Books I have known and loved (or at least read)

Note: The links on this page go to amazon.com via the amazon associates program set up for my wife's book reading group.   If you buy a book, they'll be able to afford another box o' wine.

These are most of the books I've read recently in reverse order (most recent first).   I say most because I've omitted the ones I really hated.

...been awhile since I updated this. I'll see what I can do...

Autobiography of Edward Teller, Hungarian physicist who, among other things, worked on the Manhattan project. I met him in 1983 at a conference; unfortunately, Jim Davis was there too (don't ask why.) The illustrious Bellingham Herald did a write-up of the event. Guess who got mentioned -- world famous physicist or sappy cartoonist?

Anyway, as autobiographies go, this is very well written and is much more interesting than you might imagine.

Good ol' Chuck (of "Fight Club" fame.) Don't read this if you're squeamish about anything.

On September 8, 1976, Nanda Devi (the girl) died on Nanda Devi (the mountain.) This is an account of the events. I generally get annoyed when people use the word "tragic" but it's actually appropriate in this case. Heroic figures with tragic flaws meet unfortunate ends.

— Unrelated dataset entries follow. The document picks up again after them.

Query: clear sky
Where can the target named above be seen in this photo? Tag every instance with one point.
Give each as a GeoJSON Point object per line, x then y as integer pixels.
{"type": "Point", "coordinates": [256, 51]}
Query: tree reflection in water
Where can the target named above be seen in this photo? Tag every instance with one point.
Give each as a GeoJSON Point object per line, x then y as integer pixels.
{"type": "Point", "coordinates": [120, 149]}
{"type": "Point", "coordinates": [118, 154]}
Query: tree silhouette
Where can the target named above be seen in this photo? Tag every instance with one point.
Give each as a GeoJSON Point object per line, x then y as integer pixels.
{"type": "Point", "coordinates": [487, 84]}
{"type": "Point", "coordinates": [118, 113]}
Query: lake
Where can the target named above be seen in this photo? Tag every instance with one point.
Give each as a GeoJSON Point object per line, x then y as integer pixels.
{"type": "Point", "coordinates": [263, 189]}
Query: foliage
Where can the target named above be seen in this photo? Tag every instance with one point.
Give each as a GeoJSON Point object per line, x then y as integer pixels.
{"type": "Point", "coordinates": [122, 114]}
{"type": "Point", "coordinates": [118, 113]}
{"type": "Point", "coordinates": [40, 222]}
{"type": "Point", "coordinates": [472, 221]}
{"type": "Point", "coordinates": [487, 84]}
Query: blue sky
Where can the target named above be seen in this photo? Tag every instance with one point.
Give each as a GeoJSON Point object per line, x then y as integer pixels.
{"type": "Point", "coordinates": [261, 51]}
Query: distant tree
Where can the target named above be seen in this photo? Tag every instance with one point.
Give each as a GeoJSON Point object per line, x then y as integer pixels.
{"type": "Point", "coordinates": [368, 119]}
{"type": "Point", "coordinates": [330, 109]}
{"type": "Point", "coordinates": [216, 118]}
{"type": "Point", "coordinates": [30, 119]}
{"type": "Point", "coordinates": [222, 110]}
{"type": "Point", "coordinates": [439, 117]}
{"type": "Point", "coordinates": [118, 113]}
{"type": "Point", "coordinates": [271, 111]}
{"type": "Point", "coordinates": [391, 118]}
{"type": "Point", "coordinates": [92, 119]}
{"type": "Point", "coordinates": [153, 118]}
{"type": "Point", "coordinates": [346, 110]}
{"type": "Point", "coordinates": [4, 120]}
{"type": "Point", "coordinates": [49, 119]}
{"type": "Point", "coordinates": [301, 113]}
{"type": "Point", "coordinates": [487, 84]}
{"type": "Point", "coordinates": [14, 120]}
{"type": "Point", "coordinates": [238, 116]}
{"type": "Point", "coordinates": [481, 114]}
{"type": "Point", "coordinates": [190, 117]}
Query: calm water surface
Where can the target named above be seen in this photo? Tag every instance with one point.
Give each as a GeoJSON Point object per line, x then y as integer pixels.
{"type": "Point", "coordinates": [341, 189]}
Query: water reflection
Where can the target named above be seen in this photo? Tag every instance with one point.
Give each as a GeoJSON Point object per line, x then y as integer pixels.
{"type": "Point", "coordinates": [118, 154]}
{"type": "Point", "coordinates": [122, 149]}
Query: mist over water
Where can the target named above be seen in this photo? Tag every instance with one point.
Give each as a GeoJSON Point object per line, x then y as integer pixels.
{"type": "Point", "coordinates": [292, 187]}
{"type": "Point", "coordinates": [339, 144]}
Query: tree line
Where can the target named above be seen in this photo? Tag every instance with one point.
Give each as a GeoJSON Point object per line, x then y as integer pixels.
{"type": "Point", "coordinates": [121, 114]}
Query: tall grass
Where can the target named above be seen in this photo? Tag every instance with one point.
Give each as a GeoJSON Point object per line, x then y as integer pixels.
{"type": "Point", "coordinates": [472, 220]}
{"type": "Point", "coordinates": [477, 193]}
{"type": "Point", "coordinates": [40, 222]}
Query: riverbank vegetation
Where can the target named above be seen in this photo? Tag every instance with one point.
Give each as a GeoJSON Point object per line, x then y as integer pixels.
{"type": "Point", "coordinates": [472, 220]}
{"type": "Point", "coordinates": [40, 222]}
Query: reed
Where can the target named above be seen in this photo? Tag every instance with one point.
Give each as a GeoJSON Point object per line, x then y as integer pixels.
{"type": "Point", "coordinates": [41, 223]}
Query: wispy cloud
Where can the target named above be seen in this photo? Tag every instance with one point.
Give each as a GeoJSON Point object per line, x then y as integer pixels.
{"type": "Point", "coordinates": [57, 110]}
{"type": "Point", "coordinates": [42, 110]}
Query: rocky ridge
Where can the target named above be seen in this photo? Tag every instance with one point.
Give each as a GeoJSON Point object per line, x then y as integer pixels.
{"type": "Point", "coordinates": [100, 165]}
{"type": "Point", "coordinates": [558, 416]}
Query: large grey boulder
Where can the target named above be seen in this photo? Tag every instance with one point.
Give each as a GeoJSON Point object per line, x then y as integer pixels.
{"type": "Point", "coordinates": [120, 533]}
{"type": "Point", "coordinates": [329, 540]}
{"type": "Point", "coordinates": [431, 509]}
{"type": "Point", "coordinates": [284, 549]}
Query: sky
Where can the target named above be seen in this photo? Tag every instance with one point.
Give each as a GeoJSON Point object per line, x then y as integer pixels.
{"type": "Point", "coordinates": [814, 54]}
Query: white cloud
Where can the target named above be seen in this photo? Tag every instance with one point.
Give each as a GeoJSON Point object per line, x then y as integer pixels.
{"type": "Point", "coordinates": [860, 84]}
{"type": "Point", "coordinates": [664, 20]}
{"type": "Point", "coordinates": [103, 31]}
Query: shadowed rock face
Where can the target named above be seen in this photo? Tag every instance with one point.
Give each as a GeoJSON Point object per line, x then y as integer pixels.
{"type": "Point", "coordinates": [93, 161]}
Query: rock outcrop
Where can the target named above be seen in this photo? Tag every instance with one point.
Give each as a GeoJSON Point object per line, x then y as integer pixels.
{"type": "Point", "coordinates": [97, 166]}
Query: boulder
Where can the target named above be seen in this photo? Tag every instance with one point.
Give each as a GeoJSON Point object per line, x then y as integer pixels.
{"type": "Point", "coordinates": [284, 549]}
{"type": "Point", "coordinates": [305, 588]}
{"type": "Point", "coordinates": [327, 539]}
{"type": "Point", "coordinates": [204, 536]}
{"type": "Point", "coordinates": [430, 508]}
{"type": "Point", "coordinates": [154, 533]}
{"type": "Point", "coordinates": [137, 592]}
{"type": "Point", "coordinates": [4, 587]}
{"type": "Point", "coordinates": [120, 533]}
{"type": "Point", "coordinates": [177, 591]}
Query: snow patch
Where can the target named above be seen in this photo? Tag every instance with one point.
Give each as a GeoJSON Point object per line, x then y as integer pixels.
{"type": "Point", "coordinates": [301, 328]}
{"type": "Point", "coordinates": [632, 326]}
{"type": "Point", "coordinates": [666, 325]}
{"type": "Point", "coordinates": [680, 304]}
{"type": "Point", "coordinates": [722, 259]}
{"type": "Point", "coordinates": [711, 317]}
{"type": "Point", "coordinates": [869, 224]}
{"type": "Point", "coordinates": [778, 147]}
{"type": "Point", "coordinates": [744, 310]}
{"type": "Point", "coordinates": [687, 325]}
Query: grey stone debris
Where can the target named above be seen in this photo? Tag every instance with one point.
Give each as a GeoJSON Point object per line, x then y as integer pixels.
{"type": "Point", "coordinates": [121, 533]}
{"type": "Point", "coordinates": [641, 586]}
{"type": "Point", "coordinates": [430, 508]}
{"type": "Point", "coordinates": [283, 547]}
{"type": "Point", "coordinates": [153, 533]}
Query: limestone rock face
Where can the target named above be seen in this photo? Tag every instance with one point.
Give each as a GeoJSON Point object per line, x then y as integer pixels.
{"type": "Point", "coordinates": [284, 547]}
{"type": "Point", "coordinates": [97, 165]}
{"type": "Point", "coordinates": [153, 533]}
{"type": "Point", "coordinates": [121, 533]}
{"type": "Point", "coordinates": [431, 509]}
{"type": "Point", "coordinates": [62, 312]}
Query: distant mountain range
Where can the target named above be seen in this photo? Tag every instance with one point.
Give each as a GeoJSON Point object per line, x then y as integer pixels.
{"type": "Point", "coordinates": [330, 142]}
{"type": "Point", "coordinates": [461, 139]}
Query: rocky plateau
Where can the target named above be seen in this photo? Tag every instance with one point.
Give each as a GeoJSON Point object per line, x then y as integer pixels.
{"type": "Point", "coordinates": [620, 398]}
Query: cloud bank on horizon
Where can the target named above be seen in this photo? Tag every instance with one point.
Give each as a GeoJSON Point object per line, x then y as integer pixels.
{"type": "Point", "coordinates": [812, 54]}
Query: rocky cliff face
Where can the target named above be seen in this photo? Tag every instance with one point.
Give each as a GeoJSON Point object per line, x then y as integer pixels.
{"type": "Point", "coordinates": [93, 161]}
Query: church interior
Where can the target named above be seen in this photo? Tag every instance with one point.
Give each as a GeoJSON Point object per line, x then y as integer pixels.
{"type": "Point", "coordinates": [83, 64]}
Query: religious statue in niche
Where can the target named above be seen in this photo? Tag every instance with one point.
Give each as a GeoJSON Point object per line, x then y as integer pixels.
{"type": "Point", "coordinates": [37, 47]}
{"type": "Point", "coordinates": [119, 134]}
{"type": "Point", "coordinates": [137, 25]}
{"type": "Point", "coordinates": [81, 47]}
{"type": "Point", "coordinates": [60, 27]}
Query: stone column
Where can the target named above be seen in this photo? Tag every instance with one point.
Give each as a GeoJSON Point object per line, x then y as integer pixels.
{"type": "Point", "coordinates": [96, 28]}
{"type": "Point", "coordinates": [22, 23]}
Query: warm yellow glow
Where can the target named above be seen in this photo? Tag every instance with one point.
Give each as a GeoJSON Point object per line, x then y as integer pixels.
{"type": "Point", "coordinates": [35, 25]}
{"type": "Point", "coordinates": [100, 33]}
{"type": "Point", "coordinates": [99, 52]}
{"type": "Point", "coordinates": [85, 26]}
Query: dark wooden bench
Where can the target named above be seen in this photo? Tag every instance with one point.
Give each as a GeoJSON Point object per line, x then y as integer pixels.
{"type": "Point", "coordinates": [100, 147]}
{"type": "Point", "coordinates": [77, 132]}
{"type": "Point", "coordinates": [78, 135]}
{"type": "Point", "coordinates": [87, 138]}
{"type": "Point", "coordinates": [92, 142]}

You never know when you're going to need to do a little Palm programming...

A whole bunch of random DHTML, JavaScript, web books (links and references later):


I got this book at the airport to read on the way down to Santa Clara.  I didn't start it until the flight back up and finished it that night.  Krakauer was on Mt. Everest in 1996 during a storm that killed nine climbers and this is his story of the event.

A wonderful fiction about young Einstein (the patent clerk, not the Australian beer maker) and his dreams on the nature of time.  Highly recommended.

An excellent description of evolution and the theories of random mutation coupled with natural selection.  Nothing new (obviously) but well told and well supported.

A compilation of essays, speeches, letters and other writings of Albert Einstein.   Most of the pieces are taken from The World As I See It, Out Of My Later Years, and Mein Weltbild.  Very interesting if you're at all curious about Einstein as a person.

For those of us who memorized Class Clown way back when, here's George again -- ranting as usual.  He's the funniest person I know right after Eric Cartman.

This is John Krakauer's attempt to reassemble the final few years in the life of a boy who ditched everything, wandered the county and ended up dying in Alaska.  He makes a few big leaps based on very little information, but the book is engrossing nonetheless.

Cryptography

Applied Cryptography, Protocols, Algorithms, and Source Code in C.  Everybody interested in coding cryptographic applications needs this.  Keep in mind the name though and don't go looking for anything other than very sketchy treatment of any crypto-theory.  Well organized and clearly written, it's a great reference and a reasonably entertaining read (as far as programming books go...)  You can also order directly from Counterpane Systems but you have to send them paper mail.

Privacy on the Line, The Politics of Wiretapping and Encryption.  I just started reading this one, but it looks good so far.  I'll let you know.

My current favorite book on the history of cryptography and cryptanalysis.  I had very little historical context for the field of cryptanalysis before I read this book (something everyone needs, of course.)  Aside from being an interesting history, the book is dotted with descriptions of the classic code breaking techniques including many very easy to follow examples.

The classic and very entertaining history of the NSA.  A must read.